Masalah semacam ini muncul dengan pemahaman baru, yaitu empirisme filsuf Inggris seperti F. Bacon, D. Hume dan rasionalisme Rene Descartes dan Spinoza. Justru persoalan-persoalan seperti itulah yang pada akhirnya mengobarkan filsafat eksistensialisme sebagai koreksi terhadap pandangan para filosof tersebut. Eksistensialisme adalah aliran filsafat yang mempelajari berbagai fenomena berdasarkan keberadaannya.
Martin Heidegger adalah salah satu filsuf eksistensialisme. Pemikirannya sebagai seorang eksistensialis berbeda dengan semua fenomena dalam sejarah manusia yang terjadi dalam hidupnya. Zaman modern, yang di satu sisi menjanjikan kemajuan yang signifikan bagi umat manusia, namun di sisi lain berpotensi menghancurkan umat manusia itu sendiri (dehumanisasi/depersonalisasi).
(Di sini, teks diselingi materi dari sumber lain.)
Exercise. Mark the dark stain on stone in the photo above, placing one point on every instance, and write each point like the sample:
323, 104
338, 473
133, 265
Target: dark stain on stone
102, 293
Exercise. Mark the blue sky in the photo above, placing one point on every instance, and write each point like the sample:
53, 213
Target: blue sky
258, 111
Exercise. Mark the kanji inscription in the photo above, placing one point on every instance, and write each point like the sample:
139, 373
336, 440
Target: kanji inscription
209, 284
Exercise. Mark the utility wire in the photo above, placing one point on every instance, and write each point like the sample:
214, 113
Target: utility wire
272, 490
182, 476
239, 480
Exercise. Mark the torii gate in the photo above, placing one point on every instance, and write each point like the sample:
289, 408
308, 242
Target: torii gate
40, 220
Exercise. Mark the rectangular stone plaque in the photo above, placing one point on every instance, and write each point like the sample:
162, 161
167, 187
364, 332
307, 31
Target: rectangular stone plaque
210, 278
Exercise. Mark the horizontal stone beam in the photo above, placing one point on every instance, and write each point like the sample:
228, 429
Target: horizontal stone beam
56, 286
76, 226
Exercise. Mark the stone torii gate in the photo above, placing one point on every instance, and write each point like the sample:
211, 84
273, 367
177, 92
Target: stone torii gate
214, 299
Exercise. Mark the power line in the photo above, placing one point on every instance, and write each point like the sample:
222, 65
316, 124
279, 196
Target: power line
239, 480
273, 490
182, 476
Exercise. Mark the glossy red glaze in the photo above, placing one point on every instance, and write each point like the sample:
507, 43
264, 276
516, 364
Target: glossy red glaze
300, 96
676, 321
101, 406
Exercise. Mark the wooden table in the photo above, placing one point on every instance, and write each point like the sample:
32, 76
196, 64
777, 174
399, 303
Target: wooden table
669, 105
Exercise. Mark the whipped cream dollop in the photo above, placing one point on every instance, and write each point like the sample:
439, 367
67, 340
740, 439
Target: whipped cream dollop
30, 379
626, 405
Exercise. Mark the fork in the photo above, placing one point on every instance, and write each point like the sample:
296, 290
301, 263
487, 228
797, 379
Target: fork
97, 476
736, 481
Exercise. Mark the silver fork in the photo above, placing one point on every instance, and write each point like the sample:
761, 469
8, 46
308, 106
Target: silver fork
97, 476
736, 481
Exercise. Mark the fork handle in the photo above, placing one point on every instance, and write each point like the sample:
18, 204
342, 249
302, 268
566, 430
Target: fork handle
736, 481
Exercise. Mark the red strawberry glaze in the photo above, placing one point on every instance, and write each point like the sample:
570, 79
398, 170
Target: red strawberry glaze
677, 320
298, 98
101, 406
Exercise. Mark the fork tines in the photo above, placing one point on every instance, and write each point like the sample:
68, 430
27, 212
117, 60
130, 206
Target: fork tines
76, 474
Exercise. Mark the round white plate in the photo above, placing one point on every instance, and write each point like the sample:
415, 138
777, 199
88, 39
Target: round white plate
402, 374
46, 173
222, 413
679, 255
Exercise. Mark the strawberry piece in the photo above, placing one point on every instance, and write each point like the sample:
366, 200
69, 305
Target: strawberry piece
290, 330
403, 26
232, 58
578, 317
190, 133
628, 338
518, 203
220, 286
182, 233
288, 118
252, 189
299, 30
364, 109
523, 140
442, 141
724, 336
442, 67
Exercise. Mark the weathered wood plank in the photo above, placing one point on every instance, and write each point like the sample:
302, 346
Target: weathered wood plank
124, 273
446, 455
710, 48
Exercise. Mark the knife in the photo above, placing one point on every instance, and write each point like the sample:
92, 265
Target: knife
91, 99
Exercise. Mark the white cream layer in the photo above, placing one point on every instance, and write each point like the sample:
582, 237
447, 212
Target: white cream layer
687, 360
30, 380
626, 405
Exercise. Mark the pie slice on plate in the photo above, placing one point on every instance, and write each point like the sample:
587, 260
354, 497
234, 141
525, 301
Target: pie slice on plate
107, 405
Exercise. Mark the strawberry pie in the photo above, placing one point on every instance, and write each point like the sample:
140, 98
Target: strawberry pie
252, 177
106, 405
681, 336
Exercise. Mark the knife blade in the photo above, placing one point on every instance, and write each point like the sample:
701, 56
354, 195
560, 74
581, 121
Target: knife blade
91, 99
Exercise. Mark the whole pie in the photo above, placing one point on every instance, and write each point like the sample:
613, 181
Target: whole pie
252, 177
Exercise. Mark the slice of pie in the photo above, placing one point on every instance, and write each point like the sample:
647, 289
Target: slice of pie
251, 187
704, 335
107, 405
Present tense dapat dilihat sebagai pemberontakan terhadap pemikiran abad pertengahan. Renaisans (abad XVXVI) yang, sebagai alternatif, menghidupkan kembali budaya Yunani-Romawi kepada budaya Kristen. Ini bukan hanya pemberontakan di bidang nilai-nilai budaya, tetapi juga menandakan era baru dengan krisis Abad Pertengahan. Penemuan ilmiah penting juga memainkan peran penting di zaman modern, yang meninggalkan pemikiran abad pertengahan. Sören Kierkegaard (1813-1855) kemudian dianggap sebagai pendiri eksistensialisme dengan lompatan imannya. Pemikiran eksistensialis Heidegger lebih berfokus pada manusia.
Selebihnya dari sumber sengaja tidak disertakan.